At www.pasthorizonspr.com/index.php/archives/05/2014/new-battle-for-the-dat… … another twist in the dating dispute over the paintings found in Chauvet cave in southern France. On one side the traditionalists, where it is supposed Palaeolithic art developed from crude to sophisticated, and it is possible to date the paintings simply by the style. They have had their nose out of joint recently as C14 dating has suggested the paintings may be somewhat older – a date of 40,000BC has even been suggested. However, the traditionalists have bitten back and have produced evidence they think will show the paintings were drawn between 26,000 and 18,000 years ago. The latter date is associated with the end of the Late Glacial Maximum (some kind of event occurred, marked by the Oldest Dryas Event).
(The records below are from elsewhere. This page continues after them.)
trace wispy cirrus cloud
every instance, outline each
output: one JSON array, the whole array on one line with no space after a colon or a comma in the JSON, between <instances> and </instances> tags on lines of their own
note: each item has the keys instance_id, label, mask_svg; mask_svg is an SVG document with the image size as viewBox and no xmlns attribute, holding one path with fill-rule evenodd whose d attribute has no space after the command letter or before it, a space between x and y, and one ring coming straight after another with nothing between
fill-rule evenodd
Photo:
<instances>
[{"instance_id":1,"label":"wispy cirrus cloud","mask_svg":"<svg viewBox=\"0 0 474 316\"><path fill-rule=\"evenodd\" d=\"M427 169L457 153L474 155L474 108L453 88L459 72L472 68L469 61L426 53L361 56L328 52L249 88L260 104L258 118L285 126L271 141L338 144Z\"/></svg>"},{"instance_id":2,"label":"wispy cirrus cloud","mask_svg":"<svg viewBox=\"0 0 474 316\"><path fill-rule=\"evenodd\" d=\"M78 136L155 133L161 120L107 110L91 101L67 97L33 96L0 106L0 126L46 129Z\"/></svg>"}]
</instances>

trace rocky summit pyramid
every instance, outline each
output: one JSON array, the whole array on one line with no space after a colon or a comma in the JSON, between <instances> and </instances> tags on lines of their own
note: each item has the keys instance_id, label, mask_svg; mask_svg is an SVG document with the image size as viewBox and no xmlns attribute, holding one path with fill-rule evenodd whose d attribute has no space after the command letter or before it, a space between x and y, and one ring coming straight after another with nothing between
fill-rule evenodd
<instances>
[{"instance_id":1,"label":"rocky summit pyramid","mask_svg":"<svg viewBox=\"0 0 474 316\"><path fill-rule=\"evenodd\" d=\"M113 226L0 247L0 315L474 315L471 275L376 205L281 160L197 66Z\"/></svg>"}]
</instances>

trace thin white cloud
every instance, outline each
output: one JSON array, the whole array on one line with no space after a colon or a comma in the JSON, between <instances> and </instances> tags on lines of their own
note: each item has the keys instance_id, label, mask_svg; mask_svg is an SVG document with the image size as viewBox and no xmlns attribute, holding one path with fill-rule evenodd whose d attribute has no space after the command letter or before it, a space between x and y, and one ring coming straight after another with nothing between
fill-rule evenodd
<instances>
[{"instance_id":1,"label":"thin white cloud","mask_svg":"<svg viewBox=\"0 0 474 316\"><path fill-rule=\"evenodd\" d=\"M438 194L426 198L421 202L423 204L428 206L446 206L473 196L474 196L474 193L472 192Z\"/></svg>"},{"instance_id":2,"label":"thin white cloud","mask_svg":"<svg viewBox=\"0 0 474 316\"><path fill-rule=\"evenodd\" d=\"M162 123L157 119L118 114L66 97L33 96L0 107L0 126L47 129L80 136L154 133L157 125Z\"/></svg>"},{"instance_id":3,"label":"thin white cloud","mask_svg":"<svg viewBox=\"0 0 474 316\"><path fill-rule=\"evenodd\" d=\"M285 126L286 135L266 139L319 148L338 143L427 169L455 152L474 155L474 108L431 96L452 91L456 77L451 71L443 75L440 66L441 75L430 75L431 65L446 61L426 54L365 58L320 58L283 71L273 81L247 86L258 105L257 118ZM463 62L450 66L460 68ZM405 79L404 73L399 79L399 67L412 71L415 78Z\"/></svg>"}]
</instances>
The paradox here is that there are 425 groups of paintings in the cave system which include realistic renditions of reindeer, horses, auroch, rhinoceros, lions, bison and cave bears, a mixed assembly of animals,
The big problem here is that we are talking about the Late Glacial Maximum when the Alps are supposed to have been under huge glaciers (just down the road from Chauvet, in the Rhone valley). How can so many animals have thrived virtually on the cusp of the ice sheets.
The other side date the paintings to around 30,000 years ago – and possibly even earlier. It is not clear how cold it was at this time as warm periods (Dansgaard-Oeschger events) litter the whole range of the last Ice Age. Another problem is that we have a massive C14 plateau between 40 and 30,000 years ago that appears to mark some major event (in which many animals died across the world) – and there was probably another plateau corresponding with the Oldes Dryas event too. Hence, it was found impossible to use C14 from beyond this time as the process gave contradictory results and is regarded as unreliable – although some recent attempts have tried to go round the plateau.
There is something else to bear in mind. What if glacial drift (gravels, erratics, boulder clays) is derived as much from water as from ice? This would have a tendency to reduce the geographical limits of the Late Glacial Maximum and perhaps the climate was not as unfavourable to large mammals as would appear to be the case if the ice sheets really were as big as they are claimed to be.